The environment we work in is very complex, and there is no formal training for new recruits. Due to this, team members are expected to directly mentor new employees. We are in a flat org structure: I am not in a supervisory role, nor are there any line managers present for training.
One thing I struggle with is, being seen as the new employee's ersatz supervisor, when I am not.
I do not feel comfortable giving newer employees specific orders related to their tasks ("You need to do this X way, because of...", "Y needs to be done by Z date", "You need to look at this ticket now, because the client is upset with us"). As such, I make a conscious effort to be gentle in my statements, and purposely avoid asserting my (non-existent) authority.

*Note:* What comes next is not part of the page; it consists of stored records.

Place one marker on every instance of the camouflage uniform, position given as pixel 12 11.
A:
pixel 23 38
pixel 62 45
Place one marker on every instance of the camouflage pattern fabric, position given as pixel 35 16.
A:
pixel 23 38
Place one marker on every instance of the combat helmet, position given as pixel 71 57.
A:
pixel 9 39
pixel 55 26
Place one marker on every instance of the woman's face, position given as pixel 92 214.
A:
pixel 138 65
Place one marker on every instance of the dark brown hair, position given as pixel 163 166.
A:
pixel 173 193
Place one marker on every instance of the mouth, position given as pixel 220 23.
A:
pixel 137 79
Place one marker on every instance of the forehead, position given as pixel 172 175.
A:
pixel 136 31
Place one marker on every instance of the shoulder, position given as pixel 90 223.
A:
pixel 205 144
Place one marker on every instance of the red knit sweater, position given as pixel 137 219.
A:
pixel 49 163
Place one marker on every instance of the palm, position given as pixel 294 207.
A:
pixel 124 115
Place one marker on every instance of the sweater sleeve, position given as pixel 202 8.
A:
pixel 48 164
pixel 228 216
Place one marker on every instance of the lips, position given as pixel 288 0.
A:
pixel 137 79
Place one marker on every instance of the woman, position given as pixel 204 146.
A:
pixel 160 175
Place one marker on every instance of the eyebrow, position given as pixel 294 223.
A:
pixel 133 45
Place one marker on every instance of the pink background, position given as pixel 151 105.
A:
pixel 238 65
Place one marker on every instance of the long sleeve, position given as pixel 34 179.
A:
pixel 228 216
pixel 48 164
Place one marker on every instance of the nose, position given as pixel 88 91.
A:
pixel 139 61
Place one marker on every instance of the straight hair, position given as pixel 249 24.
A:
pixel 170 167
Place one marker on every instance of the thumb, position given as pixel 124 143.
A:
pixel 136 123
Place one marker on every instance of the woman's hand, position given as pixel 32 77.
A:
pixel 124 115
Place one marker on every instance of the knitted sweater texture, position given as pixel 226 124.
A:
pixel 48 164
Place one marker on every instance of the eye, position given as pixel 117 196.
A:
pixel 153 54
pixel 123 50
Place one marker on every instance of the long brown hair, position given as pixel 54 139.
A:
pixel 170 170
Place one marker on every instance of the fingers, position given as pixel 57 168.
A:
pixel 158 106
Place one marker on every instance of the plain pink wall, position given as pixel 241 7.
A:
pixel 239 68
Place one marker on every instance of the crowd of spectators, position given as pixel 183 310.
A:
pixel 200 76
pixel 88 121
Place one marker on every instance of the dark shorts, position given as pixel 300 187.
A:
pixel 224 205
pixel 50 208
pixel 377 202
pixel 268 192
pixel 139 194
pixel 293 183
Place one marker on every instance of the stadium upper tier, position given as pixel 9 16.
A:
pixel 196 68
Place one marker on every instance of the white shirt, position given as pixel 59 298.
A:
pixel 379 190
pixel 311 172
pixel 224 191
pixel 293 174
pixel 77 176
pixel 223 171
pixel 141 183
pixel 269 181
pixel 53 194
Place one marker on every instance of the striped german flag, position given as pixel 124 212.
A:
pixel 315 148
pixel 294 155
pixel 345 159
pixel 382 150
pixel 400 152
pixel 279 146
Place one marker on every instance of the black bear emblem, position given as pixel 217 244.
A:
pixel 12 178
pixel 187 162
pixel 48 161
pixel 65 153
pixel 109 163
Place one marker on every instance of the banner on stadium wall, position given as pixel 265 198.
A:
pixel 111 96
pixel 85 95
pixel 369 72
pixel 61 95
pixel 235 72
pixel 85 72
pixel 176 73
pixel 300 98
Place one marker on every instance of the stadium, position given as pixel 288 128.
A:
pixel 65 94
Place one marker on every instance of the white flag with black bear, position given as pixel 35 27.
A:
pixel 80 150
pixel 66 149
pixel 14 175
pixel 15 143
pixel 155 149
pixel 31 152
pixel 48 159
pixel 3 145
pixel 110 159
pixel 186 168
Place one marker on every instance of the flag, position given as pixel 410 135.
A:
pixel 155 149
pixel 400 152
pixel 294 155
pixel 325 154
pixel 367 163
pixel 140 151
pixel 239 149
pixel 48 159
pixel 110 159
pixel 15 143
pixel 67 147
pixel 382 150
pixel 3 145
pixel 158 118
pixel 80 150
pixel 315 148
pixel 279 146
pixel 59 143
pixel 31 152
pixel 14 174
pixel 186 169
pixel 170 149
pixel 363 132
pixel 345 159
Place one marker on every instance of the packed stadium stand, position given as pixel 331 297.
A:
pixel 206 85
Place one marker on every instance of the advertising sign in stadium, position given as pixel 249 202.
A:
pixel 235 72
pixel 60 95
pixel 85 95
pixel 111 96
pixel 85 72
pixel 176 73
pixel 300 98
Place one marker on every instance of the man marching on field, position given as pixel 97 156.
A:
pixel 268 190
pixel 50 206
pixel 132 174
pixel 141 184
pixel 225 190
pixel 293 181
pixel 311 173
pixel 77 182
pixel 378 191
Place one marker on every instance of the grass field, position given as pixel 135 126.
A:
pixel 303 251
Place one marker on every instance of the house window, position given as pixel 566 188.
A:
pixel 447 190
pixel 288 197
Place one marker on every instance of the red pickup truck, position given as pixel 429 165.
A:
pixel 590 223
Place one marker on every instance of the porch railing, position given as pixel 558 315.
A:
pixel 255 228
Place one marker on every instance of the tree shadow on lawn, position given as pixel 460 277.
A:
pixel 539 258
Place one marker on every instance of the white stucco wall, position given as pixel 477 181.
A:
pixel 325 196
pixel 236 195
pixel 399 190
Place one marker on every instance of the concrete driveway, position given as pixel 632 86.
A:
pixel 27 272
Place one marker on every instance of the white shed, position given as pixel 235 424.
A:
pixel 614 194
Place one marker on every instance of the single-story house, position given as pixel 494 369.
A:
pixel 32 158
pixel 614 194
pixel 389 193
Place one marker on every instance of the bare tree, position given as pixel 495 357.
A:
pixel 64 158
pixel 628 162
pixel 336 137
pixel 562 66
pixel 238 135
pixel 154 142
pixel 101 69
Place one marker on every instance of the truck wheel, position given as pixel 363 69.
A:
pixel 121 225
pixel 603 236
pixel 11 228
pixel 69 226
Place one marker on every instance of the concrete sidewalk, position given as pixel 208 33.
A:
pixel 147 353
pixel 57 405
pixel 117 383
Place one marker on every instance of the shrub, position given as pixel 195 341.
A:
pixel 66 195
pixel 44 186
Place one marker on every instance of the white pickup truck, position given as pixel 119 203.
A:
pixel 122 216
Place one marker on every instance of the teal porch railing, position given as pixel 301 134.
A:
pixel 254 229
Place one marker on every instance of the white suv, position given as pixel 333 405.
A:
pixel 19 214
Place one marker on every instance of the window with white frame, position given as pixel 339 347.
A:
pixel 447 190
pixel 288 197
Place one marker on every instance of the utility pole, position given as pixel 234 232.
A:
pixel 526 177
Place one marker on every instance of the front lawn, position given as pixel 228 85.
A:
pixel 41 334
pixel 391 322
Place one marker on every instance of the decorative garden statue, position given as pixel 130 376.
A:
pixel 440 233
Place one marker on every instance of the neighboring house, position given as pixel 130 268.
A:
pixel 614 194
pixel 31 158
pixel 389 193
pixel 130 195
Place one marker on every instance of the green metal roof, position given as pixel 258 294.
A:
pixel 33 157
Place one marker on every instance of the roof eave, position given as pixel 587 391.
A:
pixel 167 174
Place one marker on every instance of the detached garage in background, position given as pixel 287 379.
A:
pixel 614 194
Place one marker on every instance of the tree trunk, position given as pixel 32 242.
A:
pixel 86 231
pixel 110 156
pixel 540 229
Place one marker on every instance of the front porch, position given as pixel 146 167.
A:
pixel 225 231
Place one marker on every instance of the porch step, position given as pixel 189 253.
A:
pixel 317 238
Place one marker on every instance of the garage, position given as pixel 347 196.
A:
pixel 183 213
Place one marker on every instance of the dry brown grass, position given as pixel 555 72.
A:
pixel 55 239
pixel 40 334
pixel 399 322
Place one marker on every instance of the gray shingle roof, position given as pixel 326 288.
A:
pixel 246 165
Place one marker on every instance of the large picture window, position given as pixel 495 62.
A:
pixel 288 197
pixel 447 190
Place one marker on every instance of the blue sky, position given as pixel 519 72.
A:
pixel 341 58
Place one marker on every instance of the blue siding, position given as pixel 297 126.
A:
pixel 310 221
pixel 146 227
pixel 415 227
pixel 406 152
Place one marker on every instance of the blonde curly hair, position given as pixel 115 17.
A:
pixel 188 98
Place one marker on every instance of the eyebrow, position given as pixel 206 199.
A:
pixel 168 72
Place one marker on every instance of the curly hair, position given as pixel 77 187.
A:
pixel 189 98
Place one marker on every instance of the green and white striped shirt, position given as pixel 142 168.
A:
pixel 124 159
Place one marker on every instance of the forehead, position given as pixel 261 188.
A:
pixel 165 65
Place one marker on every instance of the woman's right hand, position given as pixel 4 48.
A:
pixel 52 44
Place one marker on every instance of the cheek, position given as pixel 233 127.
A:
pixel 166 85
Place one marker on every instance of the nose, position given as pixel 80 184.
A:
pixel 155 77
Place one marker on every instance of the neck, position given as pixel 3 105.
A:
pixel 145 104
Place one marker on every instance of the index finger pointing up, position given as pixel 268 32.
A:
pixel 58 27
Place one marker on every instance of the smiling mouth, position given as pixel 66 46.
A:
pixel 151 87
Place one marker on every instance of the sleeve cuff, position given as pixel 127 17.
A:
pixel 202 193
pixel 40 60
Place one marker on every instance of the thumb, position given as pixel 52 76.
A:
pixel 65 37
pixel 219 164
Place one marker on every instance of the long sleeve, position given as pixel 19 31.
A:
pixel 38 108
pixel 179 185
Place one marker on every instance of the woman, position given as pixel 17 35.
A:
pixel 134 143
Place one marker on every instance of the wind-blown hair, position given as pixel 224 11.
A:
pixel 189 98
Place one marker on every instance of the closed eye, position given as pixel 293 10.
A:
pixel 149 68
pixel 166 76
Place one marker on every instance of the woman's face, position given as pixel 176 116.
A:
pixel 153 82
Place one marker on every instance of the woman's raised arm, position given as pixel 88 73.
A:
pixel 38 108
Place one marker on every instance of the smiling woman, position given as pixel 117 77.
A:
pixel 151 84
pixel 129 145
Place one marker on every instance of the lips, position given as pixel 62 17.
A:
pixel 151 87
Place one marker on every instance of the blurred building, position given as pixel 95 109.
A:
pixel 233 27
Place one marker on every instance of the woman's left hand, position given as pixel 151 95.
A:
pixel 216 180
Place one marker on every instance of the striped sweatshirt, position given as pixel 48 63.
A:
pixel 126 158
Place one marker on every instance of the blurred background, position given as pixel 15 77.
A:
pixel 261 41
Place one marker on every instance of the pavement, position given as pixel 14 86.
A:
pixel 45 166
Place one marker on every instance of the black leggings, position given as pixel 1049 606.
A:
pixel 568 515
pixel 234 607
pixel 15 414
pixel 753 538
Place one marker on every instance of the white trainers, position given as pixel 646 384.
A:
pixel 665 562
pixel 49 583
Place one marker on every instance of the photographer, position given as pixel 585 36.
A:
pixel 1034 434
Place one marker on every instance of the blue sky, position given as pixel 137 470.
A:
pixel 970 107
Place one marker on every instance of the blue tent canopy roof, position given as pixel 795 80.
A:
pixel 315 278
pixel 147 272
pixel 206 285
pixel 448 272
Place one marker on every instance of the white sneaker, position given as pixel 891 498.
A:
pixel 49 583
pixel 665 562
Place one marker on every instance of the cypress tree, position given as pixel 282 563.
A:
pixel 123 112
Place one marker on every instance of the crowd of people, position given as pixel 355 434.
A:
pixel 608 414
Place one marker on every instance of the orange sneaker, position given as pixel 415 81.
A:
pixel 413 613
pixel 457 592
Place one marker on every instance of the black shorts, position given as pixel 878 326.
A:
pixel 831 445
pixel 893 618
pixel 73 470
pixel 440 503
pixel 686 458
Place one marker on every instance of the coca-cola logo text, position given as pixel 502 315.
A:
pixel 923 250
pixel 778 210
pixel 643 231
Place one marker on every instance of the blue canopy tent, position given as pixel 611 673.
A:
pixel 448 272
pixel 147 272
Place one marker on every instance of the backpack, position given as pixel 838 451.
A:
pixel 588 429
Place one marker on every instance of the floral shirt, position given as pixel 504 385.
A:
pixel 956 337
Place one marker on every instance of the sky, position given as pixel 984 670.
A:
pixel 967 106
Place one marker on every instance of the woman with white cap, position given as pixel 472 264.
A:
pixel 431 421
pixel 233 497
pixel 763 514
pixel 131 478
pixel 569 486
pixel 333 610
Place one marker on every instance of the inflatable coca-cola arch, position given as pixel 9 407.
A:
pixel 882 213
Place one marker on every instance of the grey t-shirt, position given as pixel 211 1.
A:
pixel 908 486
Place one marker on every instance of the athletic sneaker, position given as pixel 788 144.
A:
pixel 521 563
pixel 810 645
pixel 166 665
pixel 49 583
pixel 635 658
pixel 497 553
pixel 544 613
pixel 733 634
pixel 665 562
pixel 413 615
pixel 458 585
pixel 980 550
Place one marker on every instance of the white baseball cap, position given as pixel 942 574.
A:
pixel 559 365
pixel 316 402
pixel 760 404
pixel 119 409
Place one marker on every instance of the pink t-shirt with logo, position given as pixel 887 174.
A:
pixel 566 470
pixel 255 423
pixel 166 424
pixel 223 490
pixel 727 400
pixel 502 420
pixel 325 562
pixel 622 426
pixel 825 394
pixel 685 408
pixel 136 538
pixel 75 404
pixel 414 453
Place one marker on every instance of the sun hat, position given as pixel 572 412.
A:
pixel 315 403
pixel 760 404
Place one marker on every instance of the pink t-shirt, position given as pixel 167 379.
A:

While this works well enough for technical questions, or minor items, it is completely ineffective at communicating the critical of actual, business critical items (e.g, a high priority ticket, an outage situation that needs to be addressed immediately). The new employee (understandably so) wants me to say do it now, while I'm uncomfortable going beyond, you might want to look at this. Doing the work myself is an option, but defeats the purpose of training someone.
Edit: Deadlines are given by senior management, I would just be regurgitating them. Priorities are given in a general sense (outages trump normal day-to-day tasks). Actual task assignment and outage resolution is self-governed. We decide what we work on, and when, but are expected to understand how to make that decision properly.
In a team with a flat org-structure with no available management, how can one balance a false projection of authority, with the need to be an effective mentor, and provide clear guidance on the realities of the job?